Henriette Reggui entourée de ses amis de l’APAC
Ce 30 décembre 1915, naissait celle qui deviendra Henriette Reggui, épouse du militant politique et culturel Marcel Reggui, disparu en 1996, dont le souvenir se perpétue aujourd’hui par le nom de l’auditorium de la médiathèque d’Orléans.
De Sfax à Orléans
Ils se rencontrèrent à Sfax en Tunisie dans les années trente, Henriette y enseignait l’anglais et Marcel était déjà un “phénomène”, puisque jeune arabe issu de l’École Normale de Tunis, il était lui aussi enseignant, fait peu commun pour un “français d’origine musulmane” comme l’on disait à l’époque. Car Marcel croit alors à “l’assimilation”, il voue une passion sans borne pour la culture française et se convertit au catholicisme à 22 ans, avant de découvrir la revue Esprit, fondée en 1931 par Emmanuel Mounier, le père du Personnalisme, philosophie chrétienne qui renvoie alors dos à dos fascisme et communisme avant de dénoncer l’existentialisme de Sartre. Mais les événements de mai 1945 en Algérie, massacres* où vont périr deux de ses frères et sa sœur, brisent définitivement l’illusion de l’assimilation, et le couple prendra le chemin de la métropole en 1947 pour arriver à Orléans quelques années plus tard.
La revue Esprit, l’APAC…
La revue Esprit, dont Henriette pense qu’elle en possède encore tous les numéros depuis sa création, reste la référence pour ce couple militant, mais c’est aussi un formidable réseau de relations intellectuelles que Marcel entretient par une correspondance très active, qui permettra d’inviter pour des conférences orléanaises des personnalités marquantes de la pensée ou de l’art.
L’APAC (Association Populaire d’ Art et de Culture) voit ainsi le jour en 1958 et invite René Dumont, Hubert Beuve-Méry, Jean Marie Domenach et bien d’autres, pour des conférences qui marquèrent pendant plusieurs décennies la vie intellectuelle orléanaise, avec par la suite un ciné-club, des expositions ou des concerts. Et ce n’est pas lui faire affront que de souligner le rôle d’Henriette dans l’hospitalité légendaire de ce couple qui recevait abondamment.
… et les voyages
Mais Henriette a aussi été une passionnée de voyages, d’abord en 2cv jusqu’au Liban ou au Cap Nord, avec Marcel qui ne conduisait pas, et lorsque après une double crevaison dans le sud saharien, Henriette commençait à s’inquiéter sur leur sort, Marcel, insatiable lecteur, était plongé dans “La Théologie de l’Espérance”… Henriette a ainsi visité un nombre incalculable de pays après deux tours du monde, jusqu’à un aventureux voyage en Libye avec une amie au début des années 2000.

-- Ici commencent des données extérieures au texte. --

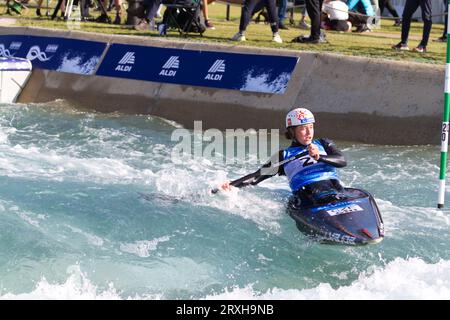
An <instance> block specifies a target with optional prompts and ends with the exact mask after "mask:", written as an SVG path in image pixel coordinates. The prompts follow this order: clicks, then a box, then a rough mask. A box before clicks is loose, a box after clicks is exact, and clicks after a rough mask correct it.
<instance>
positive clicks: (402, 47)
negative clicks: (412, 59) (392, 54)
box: [392, 42, 409, 51]
mask: <svg viewBox="0 0 450 320" xmlns="http://www.w3.org/2000/svg"><path fill="white" fill-rule="evenodd" d="M392 49H394V50H397V51H409V48H408V45H407V44H406V43H401V42H399V43H397V44H396V45H395V46H392Z"/></svg>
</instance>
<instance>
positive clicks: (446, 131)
mask: <svg viewBox="0 0 450 320" xmlns="http://www.w3.org/2000/svg"><path fill="white" fill-rule="evenodd" d="M447 6H448V8H449V9H450V0H448V3H447ZM449 16H450V15H449V14H447V17H446V19H447V58H446V61H445V62H446V63H445V93H444V116H443V120H442V131H441V164H440V170H439V171H440V172H439V195H438V208H439V209H442V208H443V207H444V198H445V173H446V171H447V150H448V133H449V127H448V126H449V118H450V117H449V114H450V79H449V78H450V40H449V27H450V21H449V20H448V18H449Z"/></svg>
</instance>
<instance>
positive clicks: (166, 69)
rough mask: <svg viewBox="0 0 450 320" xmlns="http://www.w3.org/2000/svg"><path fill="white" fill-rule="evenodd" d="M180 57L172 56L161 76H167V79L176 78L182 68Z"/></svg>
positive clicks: (165, 66)
mask: <svg viewBox="0 0 450 320" xmlns="http://www.w3.org/2000/svg"><path fill="white" fill-rule="evenodd" d="M179 58H180V57H179V56H171V57H170V58H169V59H168V60H167V61H166V63H165V64H164V65H163V67H162V70H161V72H160V73H159V75H160V76H166V77H175V75H176V74H177V70H174V69H179V68H180V60H179Z"/></svg>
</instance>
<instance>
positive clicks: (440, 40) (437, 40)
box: [433, 36, 447, 42]
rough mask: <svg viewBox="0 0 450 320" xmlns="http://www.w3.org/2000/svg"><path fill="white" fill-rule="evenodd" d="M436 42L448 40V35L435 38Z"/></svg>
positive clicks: (434, 40)
mask: <svg viewBox="0 0 450 320" xmlns="http://www.w3.org/2000/svg"><path fill="white" fill-rule="evenodd" d="M433 41H434V42H447V37H446V36H441V37H439V38H437V39H434V40H433Z"/></svg>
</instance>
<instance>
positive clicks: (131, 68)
mask: <svg viewBox="0 0 450 320" xmlns="http://www.w3.org/2000/svg"><path fill="white" fill-rule="evenodd" d="M134 54H135V53H134V52H127V53H125V54H124V56H123V57H122V59H120V61H119V63H118V64H117V67H116V71H123V72H130V71H131V69H132V68H133V66H134V63H135V60H136V58H135V55H134Z"/></svg>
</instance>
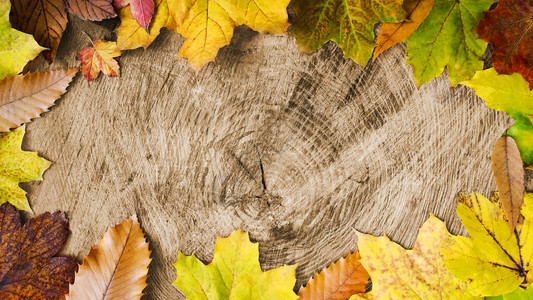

Et si Henriette Reggui, après avoir milité des années pour la Cimade (aide aux migrants) et l’Association Espoir (aide aux familles des détenus), ralentit un peu ses activités (elle est toujours présidente d’honneur de l’APAC au coté de Bernard Perrault, son président), elle continue à fréquenter l’Opéra, la Cité de la Musique ou les théâtres parisiens, et reste une fidèle festivalière du Festival de Cinéma de la Rochelle.
Alors si la culture n’est pas, bien sûr, un élixir de longue vie, cette vie de partage militant confère à Henriette une richesse peu commune, qui lui fait dire “Malgré tout, la vie est belle !”
Gérard Poitou
*Marcel Reggui a écrit deux cahiers d’une enquête qu’il effectua aussitôt après les émeutes du Constantinois, cahiers qui sont un témoignage direct sur “la furie des milices coloniales”. Ces cahiers, confiés à un ami, furent longtemps “oubliés” avant d’être retrouvés dans les années 2000 et d’être édités sous le titre “Les Massacres de Guelma, Algérie 1945” éditions la Découverte Paris 190 pages.